Wednesday

Feb. 18, 2009


History of Desire

by Tony Hoagland

When you're seventeen, and drunk
on the husky, late-night flavor
of your first girlfriend's voice
along the wires of the telephone

what else to do but steal
your father's El Dorado from the drive,
and cruise out to the park on Driscoll Hill?
Then climb the county water tower

and aerosol her name in spraycan orange
a hundred feet above the town?
Because only the letters of that word,
DORIS, next door to yours,

in yard-high, iridescent script,
are amplified enough to tell the world
who's playing lead guitar
in the rock band of your blood.

You don't consider for a moment
the shock in store for you in 10 A.D.,
a decade after Doris, when,
out for a drive on your visit home,

you take the Smallville Road, look up
and see RON LOVES DORIS
still scorched upon the reservoir.
This is how history catches up—

by holding still until you
bump into yourself.
What makes you blush, and shove
the pedal of the Mustang

almost through the floor
as if you wanted to spray gravel
across the features of the past,
or accelerate into oblivion?

Are you so out of love that you
can't move fast enough away?
But if desire is acceleration,
experience is circular as any

Indianapolis. We keep coming back
to what we are—each time older,
more freaked out, or less afraid.
And you are older now.

You should stop today.
In the name of Doris, stop.

"History of Desire" by Tony Hoagland, from Sweet Ruin. © The University of Wisconsin Press, 1992. Reprinted with permission. (buy now)

It's the birthday of Toni Morrison, (books by this author) born in Lorain, Ohio (1931). She started writing when she was in her thirties, unhappily married, working as an editor, and raising two children. She said, "It was as though I had nothing left but my imagination. I wrote like someone with a dirty habit. Secretly. Compulsively. Slyly." She went on to write nine novels, including The Bluest Eye (1969), Song of Solomon (1977), Beloved (1987), and in 2008, A Mercy. In 1993, she won the Nobel Prize for Literature.

It's the birthday of poet and novelist Nikos Kazantzakis, (books by this author) born on the island of Crete in Greece (1883). When he was in his 60s, he finally got his break as a writer when he published Zorba the Greek (1946), a novel about an intellectual who travels to Crete with his peasant friend Zorba to manage a group of mine workers. Then he wrote The Last Temptation of Christ (1955), the story of the crucifixion from Jesus' point of view.
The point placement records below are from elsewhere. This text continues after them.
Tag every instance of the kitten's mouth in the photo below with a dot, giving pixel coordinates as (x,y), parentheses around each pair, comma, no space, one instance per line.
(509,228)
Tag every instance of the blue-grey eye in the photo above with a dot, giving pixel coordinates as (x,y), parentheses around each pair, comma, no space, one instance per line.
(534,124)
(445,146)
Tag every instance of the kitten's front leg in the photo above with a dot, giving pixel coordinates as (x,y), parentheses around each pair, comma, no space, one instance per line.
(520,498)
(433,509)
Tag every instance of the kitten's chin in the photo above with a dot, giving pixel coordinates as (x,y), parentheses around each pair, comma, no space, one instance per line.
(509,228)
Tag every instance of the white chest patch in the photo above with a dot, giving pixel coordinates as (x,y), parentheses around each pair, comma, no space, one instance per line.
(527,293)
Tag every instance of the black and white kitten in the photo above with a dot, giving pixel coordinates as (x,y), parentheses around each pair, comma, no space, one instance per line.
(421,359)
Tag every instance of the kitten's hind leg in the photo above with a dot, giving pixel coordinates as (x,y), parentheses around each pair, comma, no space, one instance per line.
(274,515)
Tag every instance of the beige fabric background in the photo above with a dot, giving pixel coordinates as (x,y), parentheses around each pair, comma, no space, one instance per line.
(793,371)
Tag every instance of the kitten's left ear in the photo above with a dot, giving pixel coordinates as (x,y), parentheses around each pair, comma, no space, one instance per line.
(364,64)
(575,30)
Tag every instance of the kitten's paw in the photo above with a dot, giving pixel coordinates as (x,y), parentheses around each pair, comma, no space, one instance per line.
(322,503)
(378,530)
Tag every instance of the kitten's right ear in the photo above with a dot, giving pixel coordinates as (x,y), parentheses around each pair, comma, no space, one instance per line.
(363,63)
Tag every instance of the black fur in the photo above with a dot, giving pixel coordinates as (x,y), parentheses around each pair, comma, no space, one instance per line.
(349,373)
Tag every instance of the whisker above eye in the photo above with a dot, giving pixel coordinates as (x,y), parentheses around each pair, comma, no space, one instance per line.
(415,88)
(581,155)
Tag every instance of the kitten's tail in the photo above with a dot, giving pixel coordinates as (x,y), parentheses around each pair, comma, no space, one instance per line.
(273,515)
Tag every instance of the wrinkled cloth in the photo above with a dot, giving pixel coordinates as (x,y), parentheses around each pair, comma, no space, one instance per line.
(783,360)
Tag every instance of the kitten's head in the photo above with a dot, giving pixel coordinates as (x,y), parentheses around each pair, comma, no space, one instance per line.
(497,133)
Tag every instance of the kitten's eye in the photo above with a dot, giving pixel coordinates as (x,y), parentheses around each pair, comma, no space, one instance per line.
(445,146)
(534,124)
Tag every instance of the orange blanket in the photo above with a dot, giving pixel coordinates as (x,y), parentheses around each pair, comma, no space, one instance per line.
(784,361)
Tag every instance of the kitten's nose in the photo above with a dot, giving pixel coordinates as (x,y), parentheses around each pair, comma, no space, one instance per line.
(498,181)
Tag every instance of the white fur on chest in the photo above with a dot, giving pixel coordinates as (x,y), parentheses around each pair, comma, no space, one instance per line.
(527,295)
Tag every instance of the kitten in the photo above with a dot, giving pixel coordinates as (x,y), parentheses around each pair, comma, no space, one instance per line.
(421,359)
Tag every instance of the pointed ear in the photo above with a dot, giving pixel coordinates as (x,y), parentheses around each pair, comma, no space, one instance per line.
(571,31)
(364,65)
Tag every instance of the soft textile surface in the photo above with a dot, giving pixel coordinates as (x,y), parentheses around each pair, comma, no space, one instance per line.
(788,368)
It's the birthday of novelist Wallace Stegner, (books by this author) born in Lake Mills, Iowa (1909). His father had big dreams of striking it rich in a Western boomtown, so the family moved around constantly while he tried his hand at various harebrained schemes — farming in North Dakota, running a lunchroom in the backwoods of Washington state, bootlegging liquor in Montana, selling redwood trees in California as firewood, and using the family's savings in an attempt to invent a machine that would detect gold in the ground. It wasn't an easy childhood for young Wallace, but he grew to love the West, and wrote about it in many of his novels. His books include The Big Rock Candy Mountain (1943), Angle of Repose (1971), and The Spectator Bird (1976).

It's the birthday of Caribbean-American poet Audre Lorde, (books by this author) born on this day in New York City in 1934. Her books include From a Land Where Other People Live (1972) and The Black Unicorn (1978).